Stern et Westphal ont alors testé la relation entre l’utilisation de ces techniques et la probabilité d’obtenir une promotion. Les résultats des analyses menées sur 2.000 managers sont spectaculaires. L’utilisation des techniques les plus subtiles améliore très fortement la probabilité qu’un manager soit nommé au comité de direction de son entreprise. Elle augmente de 68 % si l’on fait deux compliments de plus à son patron par l’intermédiaire de ses amis et de 71 % si l’on fait deux références de plus à des affiliations communes. En revanche, l’utilisation des techniques peu subtiles est à éviter. Elle réduit très fortement la probabilité d’obtenir une promotion.
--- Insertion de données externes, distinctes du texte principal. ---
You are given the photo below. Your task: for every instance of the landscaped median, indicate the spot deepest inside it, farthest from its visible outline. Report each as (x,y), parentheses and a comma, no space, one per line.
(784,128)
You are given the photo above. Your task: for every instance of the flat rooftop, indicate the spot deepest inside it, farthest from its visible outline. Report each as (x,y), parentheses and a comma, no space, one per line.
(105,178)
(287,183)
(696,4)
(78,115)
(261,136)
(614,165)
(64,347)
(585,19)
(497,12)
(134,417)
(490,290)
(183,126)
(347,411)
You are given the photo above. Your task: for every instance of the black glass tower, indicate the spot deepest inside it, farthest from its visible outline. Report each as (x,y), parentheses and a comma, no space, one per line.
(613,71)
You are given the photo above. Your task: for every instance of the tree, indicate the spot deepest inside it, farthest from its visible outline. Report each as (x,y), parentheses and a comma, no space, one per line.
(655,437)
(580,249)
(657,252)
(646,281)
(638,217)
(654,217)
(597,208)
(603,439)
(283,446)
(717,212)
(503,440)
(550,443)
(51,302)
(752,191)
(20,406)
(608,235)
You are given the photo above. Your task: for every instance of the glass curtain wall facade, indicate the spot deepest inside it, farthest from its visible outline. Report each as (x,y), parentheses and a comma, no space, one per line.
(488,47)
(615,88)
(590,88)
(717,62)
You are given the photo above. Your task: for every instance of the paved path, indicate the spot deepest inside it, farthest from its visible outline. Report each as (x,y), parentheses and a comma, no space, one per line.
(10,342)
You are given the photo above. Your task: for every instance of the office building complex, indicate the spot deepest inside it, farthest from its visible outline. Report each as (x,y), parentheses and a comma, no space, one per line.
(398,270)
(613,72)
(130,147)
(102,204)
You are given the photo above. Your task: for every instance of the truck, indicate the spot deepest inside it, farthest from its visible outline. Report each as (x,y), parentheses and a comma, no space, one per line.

On a donc intérêt à essayer de se faire bien voir par son patron. Mais quelles sont les conséquences pour celui (ou celle) qui fait l’objet de tant d’attentions ? Pour le savoir, Sun Hyun Park, James Westphal et Ithai Stern ont mené une étude complémentaire sur plus de 3.000 managers et 450 PDG. Ils montrent que plus les managers flattent le PDG de leur entreprise (ou lui disent en permanence qu’il a raison …), plus il est persuadé d’être génial. C’est particulièrement gênant lorsqu’une entreprise connaît des difficultés. Convaincu que sa stratégie est bonne, le PDG refuse de la remettre en cause … et la performance de l’entreprise se détériore de plus en plus rapidement. In fine, le PDG finit par être licencié. L’adage selon lequel « tout flatteur vit aux dépens de celui qui l’écoute » n’a donc pas pris une ride !

Sources :
Park, S. H., Westphal, J. D., & Stern, I. (2011). Set up for a fall the insidious effects of flattery and opinion conformity toward corporate leaders. Administrative Science Quarterly, 56(2), 257-302.
Stern, I., & Westphal, J. D. (2010). Stealthy footsteps to the Boardroom: Executives' backgrounds, sophisticated interpersonal influence behavior, and Board appointments. Administrative Science Quarterly, 55(2), 278-319.